Cream, the iconic musical power trio, was a musical tour de force in the middle and late 1960’s. Consisting of drummer Ginger Baker, bassist Jack Bruce, and guitarist Eric Clapton, their music remains popular to this day. Discover how Cream continues to influence the musical artists of today…
Cream: Their Style
When most music fans think of Cream, the catch phrase “classic rock” comes to mind. And while it is true most of the band’s music is heard on classic rock radio stations these days, a more in depth view is required.
The idea for Cream was hatched in early 1966 by drummer Ginger Baker, who was trained in the jazz styles of early 1960’s London. He played in a British band called The Graham Bond Organization with bassist Jack Bruce, an exceptionally gifted musician also blessed with a strong voice.
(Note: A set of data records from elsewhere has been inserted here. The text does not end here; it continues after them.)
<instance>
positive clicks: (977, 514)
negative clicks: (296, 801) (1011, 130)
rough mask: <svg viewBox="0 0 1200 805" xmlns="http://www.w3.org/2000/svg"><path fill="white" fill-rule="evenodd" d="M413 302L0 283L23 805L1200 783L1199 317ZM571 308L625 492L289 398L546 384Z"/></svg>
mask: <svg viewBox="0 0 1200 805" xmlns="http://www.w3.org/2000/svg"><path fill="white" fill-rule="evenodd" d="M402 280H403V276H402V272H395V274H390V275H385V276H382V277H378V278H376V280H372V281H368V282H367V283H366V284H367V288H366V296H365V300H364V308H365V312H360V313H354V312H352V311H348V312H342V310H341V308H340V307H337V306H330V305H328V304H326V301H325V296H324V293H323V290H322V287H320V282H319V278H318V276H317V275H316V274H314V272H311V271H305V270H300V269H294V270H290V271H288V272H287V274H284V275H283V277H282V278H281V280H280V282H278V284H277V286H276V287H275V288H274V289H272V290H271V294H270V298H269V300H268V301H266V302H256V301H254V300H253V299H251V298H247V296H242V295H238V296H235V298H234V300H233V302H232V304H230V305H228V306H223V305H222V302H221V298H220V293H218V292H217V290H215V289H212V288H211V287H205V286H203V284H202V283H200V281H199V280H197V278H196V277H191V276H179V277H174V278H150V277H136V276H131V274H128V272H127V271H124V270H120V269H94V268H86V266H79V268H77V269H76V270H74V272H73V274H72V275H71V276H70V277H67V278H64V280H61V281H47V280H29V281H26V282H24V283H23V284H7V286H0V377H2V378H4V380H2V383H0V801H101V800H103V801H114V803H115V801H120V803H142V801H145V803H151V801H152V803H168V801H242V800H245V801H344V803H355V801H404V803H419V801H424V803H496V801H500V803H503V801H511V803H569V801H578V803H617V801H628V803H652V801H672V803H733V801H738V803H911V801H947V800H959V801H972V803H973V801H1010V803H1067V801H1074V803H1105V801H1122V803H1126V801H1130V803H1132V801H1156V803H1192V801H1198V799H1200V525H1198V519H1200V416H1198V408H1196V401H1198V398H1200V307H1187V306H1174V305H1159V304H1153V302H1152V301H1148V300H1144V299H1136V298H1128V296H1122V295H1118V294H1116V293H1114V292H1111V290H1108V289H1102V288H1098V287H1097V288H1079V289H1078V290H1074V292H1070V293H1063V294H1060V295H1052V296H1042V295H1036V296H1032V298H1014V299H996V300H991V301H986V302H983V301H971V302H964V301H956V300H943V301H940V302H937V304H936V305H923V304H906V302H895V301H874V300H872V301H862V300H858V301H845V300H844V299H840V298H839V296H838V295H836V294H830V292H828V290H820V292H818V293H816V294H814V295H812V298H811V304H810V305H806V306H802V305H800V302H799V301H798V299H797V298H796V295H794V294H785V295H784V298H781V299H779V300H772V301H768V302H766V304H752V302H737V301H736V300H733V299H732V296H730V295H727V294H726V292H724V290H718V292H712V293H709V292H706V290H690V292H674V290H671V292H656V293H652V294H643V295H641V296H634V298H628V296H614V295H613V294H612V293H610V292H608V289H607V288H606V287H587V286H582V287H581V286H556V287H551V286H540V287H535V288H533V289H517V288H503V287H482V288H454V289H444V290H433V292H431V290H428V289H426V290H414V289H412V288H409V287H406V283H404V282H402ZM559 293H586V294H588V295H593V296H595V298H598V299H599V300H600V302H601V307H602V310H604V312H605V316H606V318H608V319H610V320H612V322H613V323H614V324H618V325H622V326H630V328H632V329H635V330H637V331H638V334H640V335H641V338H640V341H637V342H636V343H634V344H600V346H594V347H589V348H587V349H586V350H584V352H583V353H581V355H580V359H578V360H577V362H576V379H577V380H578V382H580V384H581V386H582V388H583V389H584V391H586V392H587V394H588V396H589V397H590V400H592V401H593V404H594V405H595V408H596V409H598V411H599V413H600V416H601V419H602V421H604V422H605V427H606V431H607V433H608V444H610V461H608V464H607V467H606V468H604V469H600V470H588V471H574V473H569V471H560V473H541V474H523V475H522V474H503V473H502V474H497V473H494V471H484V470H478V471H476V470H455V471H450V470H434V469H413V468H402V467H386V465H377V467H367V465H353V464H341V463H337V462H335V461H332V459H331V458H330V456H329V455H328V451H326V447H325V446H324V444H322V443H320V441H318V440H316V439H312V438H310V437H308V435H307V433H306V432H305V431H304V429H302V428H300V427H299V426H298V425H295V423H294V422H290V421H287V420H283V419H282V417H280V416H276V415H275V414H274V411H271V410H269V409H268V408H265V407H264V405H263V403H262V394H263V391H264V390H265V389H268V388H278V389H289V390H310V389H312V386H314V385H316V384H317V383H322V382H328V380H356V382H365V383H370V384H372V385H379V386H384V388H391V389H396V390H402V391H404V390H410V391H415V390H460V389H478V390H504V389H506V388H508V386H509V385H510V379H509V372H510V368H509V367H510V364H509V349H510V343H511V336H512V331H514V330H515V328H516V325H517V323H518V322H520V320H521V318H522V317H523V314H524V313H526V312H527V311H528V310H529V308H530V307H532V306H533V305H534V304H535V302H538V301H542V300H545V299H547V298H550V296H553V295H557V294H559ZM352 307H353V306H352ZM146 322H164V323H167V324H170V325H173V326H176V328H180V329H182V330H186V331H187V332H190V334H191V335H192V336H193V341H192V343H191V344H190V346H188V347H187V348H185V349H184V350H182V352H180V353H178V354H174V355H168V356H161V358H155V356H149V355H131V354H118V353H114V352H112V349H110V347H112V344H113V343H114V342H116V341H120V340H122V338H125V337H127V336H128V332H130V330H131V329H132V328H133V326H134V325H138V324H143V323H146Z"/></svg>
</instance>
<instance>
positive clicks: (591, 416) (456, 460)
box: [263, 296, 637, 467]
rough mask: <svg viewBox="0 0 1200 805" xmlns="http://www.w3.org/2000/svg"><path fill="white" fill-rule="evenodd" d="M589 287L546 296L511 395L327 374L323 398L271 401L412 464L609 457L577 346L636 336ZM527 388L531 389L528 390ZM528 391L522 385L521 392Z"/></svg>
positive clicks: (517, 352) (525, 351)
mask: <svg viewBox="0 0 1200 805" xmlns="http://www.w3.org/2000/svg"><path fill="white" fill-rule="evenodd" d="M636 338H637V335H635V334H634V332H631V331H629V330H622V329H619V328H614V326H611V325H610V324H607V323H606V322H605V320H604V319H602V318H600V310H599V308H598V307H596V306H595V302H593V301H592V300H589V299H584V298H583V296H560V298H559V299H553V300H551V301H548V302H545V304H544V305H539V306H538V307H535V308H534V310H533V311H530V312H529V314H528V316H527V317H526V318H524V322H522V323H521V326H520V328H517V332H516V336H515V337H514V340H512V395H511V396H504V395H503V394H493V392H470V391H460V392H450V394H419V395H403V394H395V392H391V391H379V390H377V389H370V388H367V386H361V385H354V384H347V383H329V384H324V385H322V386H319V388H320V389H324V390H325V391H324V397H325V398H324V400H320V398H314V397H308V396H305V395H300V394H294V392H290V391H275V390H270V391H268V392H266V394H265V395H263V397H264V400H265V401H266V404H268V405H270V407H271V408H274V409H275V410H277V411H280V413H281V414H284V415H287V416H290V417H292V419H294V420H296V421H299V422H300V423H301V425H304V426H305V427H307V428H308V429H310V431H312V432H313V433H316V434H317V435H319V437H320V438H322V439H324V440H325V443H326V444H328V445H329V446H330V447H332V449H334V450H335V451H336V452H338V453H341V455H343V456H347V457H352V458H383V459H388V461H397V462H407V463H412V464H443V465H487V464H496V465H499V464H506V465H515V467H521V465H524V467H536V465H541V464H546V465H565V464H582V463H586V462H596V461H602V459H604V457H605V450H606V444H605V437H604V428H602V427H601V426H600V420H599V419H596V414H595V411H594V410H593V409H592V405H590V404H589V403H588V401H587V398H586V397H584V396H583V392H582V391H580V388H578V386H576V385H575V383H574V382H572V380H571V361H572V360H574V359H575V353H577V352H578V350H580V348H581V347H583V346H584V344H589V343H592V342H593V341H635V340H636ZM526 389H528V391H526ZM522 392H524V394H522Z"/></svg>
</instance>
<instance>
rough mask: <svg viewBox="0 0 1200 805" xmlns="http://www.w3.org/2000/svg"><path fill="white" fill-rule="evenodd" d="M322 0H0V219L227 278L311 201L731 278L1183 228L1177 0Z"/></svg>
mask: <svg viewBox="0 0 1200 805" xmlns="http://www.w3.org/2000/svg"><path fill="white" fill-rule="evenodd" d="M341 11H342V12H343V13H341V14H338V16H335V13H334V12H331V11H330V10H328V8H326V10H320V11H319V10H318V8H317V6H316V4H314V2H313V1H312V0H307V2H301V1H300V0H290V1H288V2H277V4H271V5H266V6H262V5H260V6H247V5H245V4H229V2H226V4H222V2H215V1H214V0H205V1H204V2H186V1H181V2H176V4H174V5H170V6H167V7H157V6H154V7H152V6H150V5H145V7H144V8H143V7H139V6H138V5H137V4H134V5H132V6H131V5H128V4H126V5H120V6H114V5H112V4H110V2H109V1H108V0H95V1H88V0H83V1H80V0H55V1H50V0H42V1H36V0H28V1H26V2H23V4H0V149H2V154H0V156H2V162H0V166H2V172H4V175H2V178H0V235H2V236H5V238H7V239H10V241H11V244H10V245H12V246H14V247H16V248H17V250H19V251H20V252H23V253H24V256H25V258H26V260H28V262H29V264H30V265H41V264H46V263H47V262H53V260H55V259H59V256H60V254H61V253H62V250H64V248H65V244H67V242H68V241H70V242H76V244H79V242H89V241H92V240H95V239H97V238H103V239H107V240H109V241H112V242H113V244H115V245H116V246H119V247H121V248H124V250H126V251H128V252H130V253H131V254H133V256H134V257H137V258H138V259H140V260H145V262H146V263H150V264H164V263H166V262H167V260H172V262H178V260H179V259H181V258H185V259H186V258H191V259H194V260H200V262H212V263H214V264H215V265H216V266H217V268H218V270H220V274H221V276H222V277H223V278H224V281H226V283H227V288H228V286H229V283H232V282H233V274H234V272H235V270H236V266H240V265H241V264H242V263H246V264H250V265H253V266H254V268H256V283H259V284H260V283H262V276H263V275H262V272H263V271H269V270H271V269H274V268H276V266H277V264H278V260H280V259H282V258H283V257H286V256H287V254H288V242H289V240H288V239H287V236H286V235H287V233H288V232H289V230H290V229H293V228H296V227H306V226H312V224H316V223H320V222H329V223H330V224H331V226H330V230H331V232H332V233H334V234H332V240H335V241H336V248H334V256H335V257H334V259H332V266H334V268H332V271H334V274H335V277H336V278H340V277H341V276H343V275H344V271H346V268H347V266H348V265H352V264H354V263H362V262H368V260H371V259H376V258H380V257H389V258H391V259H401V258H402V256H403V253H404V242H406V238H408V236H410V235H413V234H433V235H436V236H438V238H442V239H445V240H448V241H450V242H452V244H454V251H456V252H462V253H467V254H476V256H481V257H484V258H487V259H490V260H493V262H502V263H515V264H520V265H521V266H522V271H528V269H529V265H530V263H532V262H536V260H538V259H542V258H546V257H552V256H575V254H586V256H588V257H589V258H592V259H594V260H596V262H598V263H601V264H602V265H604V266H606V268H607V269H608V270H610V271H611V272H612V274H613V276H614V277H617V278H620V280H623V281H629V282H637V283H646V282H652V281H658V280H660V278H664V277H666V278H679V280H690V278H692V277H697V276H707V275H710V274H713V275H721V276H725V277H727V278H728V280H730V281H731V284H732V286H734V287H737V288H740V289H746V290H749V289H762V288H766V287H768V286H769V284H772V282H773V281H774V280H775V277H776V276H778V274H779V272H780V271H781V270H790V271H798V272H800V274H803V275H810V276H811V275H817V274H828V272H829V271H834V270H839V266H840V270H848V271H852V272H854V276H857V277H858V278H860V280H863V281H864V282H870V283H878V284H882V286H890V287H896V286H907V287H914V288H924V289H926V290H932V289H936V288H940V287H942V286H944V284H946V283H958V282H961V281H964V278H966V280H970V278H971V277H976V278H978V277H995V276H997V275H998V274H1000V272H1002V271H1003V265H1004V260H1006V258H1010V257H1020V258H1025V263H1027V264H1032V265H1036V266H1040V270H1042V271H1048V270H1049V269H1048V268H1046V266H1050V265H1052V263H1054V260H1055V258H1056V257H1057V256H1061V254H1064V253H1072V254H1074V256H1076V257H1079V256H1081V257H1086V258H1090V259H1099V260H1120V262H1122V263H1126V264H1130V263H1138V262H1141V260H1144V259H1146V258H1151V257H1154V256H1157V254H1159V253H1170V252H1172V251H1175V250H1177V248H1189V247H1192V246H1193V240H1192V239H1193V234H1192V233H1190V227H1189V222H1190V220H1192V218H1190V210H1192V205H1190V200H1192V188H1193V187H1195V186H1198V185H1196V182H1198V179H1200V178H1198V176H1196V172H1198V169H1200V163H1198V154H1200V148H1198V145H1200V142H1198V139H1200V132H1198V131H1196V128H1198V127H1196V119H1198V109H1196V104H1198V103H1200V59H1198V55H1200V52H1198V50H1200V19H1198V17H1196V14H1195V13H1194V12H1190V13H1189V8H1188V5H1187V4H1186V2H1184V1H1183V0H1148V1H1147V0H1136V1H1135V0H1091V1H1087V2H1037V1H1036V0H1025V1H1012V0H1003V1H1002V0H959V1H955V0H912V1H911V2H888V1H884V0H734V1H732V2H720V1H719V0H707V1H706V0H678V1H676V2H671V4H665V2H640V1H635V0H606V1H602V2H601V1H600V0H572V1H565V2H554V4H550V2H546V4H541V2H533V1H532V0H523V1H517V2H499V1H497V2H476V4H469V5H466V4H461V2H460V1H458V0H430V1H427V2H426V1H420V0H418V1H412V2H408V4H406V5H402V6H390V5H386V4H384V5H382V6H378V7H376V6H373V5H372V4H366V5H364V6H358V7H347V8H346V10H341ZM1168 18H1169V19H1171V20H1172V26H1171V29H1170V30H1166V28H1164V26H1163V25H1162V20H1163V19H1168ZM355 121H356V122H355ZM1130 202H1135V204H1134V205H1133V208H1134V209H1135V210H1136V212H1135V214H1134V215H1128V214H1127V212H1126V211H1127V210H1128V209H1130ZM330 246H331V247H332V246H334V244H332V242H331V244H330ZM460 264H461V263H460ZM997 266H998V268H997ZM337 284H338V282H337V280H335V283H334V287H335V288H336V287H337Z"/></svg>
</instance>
Both soon crossed paths with a young virtuoso guitarist by the name of Eric Clapton, who was cutting his teeth on blues standards in the Chicago and Mississippi Delta style. Each of the three, disenchanted with their current situation, decided to join forces as Cream in June, 1966.
At the time and in subsequent interviews, Clapton thought Cream would be a blues band. Alas, he had no idea of the musical direction and influences of both Baker and Bruce.
As Cream developed early on, it was clear this was something very unique. By the time the band dissolved in late 1968, Cream was noted for several musical styles, including blues, hard rock, pop, all underpinned with jazz stylings and lengthy improvisations.
The Ongoing Influence Of Cream
Despite being together for less than three years, Cream is still one of the best known bands of all time. They originally spawned super groups and power trios, like Blind Faith, Mountain, and several others in the early 1970’s.
Later, Cream has been credited as an inspiration for popular rock acts in the 1980’s and beyond. ZZ Top, an enormously popular rock and blues trio, was directly influenced by Cream, to the point of presenting them for induction in the Rock and Roll Hall of Fame in 1993.
The Police and Van Halen are two of many notably successful groups that have praised the influences of Baker, Bruce, and Clapton. Today, John Mayer plays occasionally with Clapton and has even recorded a version of “Crossroads”, a blues standard which Cream made famous over forty years ago.
The Legacy Is Still Developing
All three members of Cream are still playing, with Bruce and Clapton more active than Baker. Cream reunited in 2005 for a highly successful live CD and DVD, with their Royal Albert Hall concerts being attended by rock royalty.
Their legacy continues to evolve and their music has stood the test of time.